Papers I Read Notes and Summaries

Revisiting Fundamentals of Experience Replay

Introduction

  • The paper presents an extensive study of the effects of experience replay in Q-learning based methods.

  • It focuses explicitly on the replay capacity and replay ratio (ratio of learning updates to experience collected).

  • Link to the paper

Setup

  • Replay capacity is defined as the total number of transitions stored in the replay buffer.

  • Age of a transition (stored in the replay buffer) is defined as the number of gradient steps taken by the agent since the transition was stored.

  • More is the replay capacity, more will be the age of the oldest transition (also referred to as the age of the oldest policy).

  • More is the replay capacity, more will be the degree of “off-policyness” of the transitions in the buffer (with everything else held constant).

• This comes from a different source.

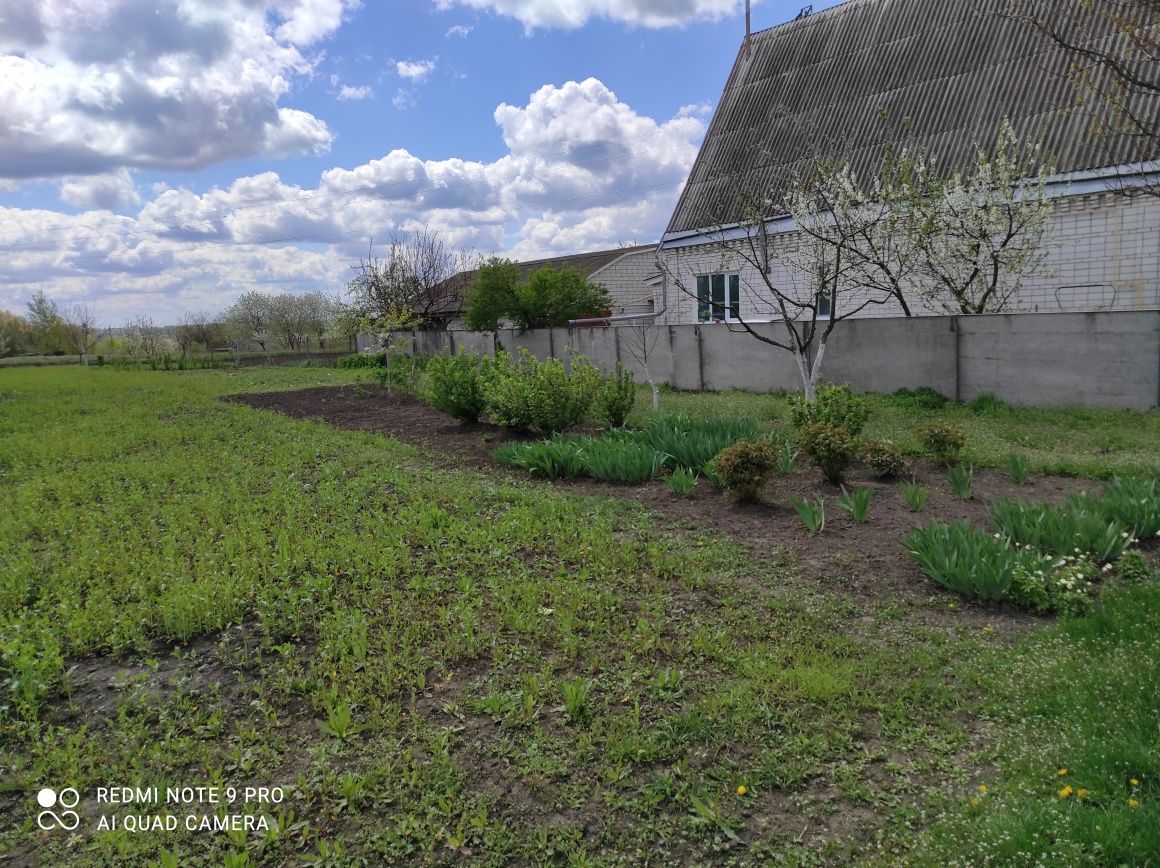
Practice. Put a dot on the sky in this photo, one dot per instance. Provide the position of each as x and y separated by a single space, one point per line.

  • Replay ratio is the number of gradient updates per environment transition. This ratio can be used as a proxy for how often the agent uses old data (vs. collecting new data) and is related to off-policyness.

  • In DQN paper, the replay ratio is set to be 0.25.

  • For experiments, a subset (of 14 games) is selected from Atari ALE (Arcade Learning Environment) with sticky actions.

  • Each experiment is repeated with three seeds.

  • Rainbow is used as the base algorithm.

  • Total number of gradient updates and batch size (per gradient update) are fixed for all the experiments.

  • Rainbow used replay capacity of 1M and oldest policy of age 250K.

  • In experiments, replay capacity varies from 0.1M to 10M ( 5 values), and the age of the oldest policy varies from 25K to 25M (4 values).

Observations

  • With the age of the oldest policy fixed, performance improves with higher replay capacity, probably due to increased state-action coverage.

  • With fixed replay capacity, reducing the oldest policy’s age improves performance, probably due to the reduced off-policyness of the data in the replay buffer.

  • However, in some specific instances (with sparse reward, hard exploration setup), performance can drop when reducing the oldest policy’s age.

  • Increasing replay capacity, while keeping the replay ratio fixed, provides varying improvements and depends on the particular values of replacy capacity and replay ratio.

  • The paper reports the effect of these choices for DQN as well.

  • Unlike Rainbow, DQN does not improve with larger replay capacity, irrespective of whether the replay ratio or age of the oldest policy is kept fixed.

  • Given that the Rainbow agent is a DQN agent with additional components, the paper explores which of these components leads to an improvement in Rainbow’s performance as replay capacity increases.

Additive Experiments

  • Four new DQN variants are created by adding each of Rainbow’s four components to the base DQN agent.

  • DQN with n-step returns is the only variant that benefits by increased replay capacity.

  • The usefulness of n-step returns is further validated by verifying that Rainbow agent without n-step returns does not benefit by increased replay capacity. While Rainbow agent without any other component benefits by the increased capacity.

  • Prioritized Experience Replay does not significantly affect the performance with increased replay capacity.

  • The observation that n-step returns are critical for taking advantage of larger replay sizes is surprising because the uncorrected n-step returns are theoretically not suitable for off-policy learning.

  • The paper tests the limits of increasing replay capacity (with n-step returns) by performing experiments in the offline-RL setup, the agent collects a dataset of about 200M frames. These frames are used to train another agent.

  • Even in this extreme setup, n-step returns improve the learning agent’s performance.

Why do n-step returns help?

  • Hypothesis 1: n-step returns help to counter the increased off-policyness produced by a larger replay buffer.

    • This hypothesis does not seem to hold as keeping the oldest policy fixed or using the same contrastive factor as an n-step update does not improve the 1-step update’s performance.
  • Hypothesis 2: Increasing the replay buffer’s capacity may reduce the variance of the n-step returns.

    • This hypothesis is evaluated by training on environments with lesser variance or by turning off the sticky actions in the atari domain.

    • While the hypothesis does explain the gains by using n-step returns to some extent, n-step gains are observed even in environments with low variance.